Melide, Arzúa

The Beat Goes On

Group 3 — Sarah, Nadia, and Chad

Today was Day Four of the Camino, a majority of the group walked to Arzúa. The walk has become routine at this point, however, waking up early is something we will never get used to. The longer we walk the less we focus on the physical aspect of walking. Blisters are becoming callouses and shoes don’t pinch quite as much. It’s been fascinating the difference in meaning for each pilgrim along the Camino. For some people, it’s done for a sense of accomplishment, for others a spiritual experience, and for a few, simply an interesting way to connect to history. 

Walking Camino Path

We’ve met lots of interesting people, one man has been walking the Camino every single summer for twelve years. We met another group from Ireland. And although we didn’t speak too for long, each time we caught up with them at a cafe they would wave at us (once we even got a bow).
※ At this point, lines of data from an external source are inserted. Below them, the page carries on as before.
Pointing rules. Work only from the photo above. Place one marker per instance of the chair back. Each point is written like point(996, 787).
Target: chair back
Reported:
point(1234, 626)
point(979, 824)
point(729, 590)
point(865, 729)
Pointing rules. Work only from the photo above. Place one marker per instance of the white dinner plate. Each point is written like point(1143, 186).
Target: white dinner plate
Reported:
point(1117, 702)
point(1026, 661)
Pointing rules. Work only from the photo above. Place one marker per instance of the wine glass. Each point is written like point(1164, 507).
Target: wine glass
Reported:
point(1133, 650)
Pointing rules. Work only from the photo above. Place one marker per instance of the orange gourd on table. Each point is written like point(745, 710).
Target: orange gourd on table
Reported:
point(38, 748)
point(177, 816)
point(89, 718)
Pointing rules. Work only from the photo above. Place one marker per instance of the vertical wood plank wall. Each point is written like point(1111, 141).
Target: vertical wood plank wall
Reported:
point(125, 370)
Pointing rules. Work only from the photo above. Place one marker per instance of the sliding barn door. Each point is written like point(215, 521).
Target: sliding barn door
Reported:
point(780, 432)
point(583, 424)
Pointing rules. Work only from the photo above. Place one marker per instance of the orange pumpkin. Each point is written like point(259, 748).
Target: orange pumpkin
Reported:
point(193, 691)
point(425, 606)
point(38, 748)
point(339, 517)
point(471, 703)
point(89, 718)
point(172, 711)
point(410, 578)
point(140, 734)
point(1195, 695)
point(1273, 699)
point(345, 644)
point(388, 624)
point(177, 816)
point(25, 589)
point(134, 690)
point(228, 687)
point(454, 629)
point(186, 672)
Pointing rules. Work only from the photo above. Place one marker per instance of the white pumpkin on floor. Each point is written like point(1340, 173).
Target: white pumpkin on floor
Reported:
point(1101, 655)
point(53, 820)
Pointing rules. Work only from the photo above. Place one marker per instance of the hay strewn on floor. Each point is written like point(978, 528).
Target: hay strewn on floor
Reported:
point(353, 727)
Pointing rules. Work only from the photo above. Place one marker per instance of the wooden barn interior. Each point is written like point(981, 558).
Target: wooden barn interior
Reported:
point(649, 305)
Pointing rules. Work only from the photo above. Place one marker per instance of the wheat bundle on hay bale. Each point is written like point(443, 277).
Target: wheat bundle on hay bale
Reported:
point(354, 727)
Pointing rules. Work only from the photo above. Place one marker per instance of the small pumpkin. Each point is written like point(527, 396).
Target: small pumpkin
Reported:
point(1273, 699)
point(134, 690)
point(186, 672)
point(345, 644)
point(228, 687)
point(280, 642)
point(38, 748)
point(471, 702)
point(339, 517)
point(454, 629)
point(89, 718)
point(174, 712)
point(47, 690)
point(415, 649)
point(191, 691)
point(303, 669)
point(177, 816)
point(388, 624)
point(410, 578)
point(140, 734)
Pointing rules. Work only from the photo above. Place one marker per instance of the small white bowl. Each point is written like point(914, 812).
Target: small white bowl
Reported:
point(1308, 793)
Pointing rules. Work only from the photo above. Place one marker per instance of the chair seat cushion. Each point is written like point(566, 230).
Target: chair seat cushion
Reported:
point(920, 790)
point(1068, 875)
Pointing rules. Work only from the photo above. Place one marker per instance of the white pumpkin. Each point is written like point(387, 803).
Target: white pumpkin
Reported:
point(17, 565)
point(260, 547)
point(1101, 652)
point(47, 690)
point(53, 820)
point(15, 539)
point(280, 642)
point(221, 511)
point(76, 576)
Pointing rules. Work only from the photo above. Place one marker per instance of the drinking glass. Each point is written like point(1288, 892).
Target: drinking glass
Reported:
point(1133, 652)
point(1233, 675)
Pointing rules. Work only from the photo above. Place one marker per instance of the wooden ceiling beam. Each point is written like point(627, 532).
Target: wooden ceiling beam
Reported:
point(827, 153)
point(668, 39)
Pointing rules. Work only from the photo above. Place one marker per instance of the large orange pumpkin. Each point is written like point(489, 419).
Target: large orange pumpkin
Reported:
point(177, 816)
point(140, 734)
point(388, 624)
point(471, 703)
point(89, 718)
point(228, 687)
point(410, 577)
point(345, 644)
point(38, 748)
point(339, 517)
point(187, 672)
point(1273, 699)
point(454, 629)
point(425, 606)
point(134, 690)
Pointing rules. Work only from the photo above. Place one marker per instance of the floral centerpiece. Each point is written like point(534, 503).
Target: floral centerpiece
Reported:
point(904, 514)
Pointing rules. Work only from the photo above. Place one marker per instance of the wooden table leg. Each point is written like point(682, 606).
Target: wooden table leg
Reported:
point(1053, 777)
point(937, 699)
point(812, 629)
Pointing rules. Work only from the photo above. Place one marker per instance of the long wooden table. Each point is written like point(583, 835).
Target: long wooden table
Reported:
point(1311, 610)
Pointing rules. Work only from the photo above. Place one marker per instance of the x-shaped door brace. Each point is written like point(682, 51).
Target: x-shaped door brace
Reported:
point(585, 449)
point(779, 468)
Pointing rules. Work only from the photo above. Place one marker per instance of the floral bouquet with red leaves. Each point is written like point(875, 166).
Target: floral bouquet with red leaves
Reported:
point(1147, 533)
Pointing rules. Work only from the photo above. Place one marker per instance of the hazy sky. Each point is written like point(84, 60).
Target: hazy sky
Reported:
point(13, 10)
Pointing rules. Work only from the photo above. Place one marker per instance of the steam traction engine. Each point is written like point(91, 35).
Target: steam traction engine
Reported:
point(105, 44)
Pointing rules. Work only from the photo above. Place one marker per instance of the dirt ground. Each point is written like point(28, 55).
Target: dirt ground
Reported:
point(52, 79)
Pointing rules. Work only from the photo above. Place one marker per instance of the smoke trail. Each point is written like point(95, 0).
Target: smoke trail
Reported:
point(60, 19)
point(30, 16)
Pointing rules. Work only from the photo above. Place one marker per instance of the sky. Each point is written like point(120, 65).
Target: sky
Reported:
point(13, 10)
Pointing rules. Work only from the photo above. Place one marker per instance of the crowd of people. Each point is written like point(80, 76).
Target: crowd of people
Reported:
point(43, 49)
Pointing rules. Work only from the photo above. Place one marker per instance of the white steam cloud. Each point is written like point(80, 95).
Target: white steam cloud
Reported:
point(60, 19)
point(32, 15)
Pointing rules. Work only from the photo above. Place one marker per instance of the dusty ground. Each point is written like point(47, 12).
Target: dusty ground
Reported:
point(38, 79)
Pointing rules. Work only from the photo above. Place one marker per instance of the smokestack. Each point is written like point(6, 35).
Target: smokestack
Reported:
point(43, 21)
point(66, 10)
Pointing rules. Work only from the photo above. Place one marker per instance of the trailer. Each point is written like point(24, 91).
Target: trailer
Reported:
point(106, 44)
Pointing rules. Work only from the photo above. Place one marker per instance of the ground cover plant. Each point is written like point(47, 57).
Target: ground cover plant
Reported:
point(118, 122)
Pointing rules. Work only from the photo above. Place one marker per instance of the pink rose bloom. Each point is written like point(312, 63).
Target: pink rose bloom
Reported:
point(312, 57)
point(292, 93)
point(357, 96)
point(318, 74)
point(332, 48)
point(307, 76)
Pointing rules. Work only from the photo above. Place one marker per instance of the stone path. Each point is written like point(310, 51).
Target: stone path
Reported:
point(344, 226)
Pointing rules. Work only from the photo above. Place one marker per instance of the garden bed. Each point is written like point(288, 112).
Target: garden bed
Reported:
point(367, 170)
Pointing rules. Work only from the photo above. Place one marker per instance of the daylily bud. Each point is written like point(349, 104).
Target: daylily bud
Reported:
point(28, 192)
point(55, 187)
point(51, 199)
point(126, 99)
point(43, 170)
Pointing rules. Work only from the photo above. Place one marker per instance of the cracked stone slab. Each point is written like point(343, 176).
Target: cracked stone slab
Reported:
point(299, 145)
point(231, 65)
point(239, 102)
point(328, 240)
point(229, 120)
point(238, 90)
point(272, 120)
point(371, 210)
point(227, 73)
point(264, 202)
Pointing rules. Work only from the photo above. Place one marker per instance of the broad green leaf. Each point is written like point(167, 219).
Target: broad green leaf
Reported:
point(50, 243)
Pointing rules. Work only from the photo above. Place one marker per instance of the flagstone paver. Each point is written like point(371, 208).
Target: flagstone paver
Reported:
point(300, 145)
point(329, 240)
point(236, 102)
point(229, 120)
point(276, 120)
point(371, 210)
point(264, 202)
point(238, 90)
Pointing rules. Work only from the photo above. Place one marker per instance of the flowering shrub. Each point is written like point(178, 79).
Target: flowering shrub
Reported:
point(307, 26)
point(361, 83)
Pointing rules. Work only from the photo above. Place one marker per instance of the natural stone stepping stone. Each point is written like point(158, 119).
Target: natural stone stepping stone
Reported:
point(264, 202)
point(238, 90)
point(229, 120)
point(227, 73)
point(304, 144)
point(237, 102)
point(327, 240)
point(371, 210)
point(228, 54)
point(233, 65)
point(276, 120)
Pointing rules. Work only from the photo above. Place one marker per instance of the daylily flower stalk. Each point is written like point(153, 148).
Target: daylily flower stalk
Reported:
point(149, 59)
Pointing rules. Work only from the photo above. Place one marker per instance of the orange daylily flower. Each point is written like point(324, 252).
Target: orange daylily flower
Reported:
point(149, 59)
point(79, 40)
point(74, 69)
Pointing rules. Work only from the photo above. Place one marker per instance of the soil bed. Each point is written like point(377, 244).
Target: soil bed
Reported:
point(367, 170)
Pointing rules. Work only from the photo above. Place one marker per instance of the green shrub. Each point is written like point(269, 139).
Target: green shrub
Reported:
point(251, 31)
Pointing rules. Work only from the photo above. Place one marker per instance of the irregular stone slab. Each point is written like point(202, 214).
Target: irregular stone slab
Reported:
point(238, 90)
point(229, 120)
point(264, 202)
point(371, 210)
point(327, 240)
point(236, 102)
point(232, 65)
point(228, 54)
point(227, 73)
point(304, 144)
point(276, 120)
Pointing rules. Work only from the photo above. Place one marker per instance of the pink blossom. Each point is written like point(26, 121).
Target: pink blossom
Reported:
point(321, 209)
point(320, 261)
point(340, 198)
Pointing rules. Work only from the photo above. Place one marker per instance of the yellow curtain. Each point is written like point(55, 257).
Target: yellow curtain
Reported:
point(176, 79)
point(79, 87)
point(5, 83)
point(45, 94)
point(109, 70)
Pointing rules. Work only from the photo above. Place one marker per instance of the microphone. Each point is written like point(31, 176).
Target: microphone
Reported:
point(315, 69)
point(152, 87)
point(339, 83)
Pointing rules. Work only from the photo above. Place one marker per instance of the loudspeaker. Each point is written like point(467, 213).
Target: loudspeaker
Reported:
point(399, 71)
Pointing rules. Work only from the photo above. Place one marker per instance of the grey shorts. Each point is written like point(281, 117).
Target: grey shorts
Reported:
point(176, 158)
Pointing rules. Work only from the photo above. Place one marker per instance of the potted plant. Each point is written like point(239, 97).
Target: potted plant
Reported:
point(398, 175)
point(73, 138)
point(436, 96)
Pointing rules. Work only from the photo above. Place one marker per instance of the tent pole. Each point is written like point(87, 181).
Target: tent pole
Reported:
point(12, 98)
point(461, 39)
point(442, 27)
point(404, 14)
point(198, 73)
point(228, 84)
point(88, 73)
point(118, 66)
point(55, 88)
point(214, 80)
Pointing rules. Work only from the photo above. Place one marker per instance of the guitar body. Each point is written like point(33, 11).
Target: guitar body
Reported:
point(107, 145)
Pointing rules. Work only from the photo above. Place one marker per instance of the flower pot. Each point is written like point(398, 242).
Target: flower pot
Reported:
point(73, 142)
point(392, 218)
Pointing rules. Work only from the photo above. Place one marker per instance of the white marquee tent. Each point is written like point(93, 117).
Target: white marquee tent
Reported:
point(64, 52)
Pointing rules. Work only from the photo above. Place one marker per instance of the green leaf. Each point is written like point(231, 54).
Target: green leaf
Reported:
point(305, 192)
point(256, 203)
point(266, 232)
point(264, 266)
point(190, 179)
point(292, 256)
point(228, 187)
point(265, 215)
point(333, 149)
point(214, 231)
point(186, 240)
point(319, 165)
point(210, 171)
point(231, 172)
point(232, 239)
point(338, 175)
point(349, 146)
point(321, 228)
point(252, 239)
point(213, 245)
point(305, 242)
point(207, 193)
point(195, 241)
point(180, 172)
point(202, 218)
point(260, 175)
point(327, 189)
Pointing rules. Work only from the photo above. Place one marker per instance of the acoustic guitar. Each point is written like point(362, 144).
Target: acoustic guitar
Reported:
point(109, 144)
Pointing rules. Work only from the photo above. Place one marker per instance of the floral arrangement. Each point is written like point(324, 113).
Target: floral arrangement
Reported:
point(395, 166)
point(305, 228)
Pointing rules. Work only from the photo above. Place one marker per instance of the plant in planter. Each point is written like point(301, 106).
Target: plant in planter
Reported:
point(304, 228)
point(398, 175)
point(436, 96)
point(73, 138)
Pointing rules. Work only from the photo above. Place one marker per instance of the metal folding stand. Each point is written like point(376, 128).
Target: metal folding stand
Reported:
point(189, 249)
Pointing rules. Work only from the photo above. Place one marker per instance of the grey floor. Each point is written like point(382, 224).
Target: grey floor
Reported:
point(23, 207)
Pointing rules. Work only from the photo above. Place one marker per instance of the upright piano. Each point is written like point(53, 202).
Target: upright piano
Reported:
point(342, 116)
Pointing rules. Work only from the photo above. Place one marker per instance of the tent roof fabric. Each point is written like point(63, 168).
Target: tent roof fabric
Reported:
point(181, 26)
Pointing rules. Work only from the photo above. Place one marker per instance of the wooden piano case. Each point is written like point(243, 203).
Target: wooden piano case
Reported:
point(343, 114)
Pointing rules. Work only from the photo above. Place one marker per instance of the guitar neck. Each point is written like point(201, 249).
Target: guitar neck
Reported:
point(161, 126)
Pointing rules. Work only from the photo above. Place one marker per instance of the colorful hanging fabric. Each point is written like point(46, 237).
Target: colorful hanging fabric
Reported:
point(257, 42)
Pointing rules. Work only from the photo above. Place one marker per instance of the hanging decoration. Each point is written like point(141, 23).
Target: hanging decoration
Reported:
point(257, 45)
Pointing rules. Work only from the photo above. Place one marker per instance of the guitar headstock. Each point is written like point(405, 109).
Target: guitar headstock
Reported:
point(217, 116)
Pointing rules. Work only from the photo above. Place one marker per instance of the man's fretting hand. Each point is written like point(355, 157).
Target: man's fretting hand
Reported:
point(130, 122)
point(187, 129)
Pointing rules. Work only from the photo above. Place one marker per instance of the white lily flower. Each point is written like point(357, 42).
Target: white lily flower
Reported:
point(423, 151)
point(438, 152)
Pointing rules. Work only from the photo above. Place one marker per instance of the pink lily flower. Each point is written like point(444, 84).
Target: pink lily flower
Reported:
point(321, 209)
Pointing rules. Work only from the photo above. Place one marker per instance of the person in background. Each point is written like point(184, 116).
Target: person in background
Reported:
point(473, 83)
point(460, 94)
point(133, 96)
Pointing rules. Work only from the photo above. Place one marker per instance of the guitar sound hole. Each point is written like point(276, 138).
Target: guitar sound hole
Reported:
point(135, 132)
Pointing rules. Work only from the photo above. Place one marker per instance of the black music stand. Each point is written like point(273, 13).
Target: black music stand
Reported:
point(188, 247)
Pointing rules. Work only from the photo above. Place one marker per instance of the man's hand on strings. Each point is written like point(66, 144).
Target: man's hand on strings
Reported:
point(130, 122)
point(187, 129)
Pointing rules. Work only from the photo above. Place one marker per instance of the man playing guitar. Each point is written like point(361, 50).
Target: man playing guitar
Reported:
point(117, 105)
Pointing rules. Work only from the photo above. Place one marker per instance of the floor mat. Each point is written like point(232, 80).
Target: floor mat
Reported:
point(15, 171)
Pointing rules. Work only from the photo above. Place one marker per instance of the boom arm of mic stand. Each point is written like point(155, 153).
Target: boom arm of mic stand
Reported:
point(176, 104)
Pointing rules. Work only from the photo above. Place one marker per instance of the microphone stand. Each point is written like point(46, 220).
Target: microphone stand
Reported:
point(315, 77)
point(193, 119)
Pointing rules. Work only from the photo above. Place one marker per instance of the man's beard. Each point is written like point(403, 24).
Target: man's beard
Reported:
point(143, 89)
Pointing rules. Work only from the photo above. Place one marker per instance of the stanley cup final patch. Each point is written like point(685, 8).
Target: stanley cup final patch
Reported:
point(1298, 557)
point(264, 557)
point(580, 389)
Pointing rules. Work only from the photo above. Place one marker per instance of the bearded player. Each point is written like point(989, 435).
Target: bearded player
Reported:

It’s interesting how everyone has their own story but ends up walking the same path.

Two women flying a kite

On the other hand, for some of us, the Camino has  taken a totally different form. One of our classmates compared it to Willy Wonka’s Chocolate Factory, as every other day it seems people are dropping off the path and onto what has been deemed the “Cripple Bus.” For those of us who were injured after the first two intense hikes, or anytime after that, we have been busing to the next town.

Parked Buses

This is a totally different way to meet pilgrims as you pile on a bus filled with other people with hiking bags, and taped/bandaged limbs looking a little disgruntled about the situation. Nevertheless, we remain in high spirits, because although the bus is a different journey, it’s still something new and is taking us further from the start and closer to our destination in Santiago. We can’t wait to finally reach the city and a journey’s end.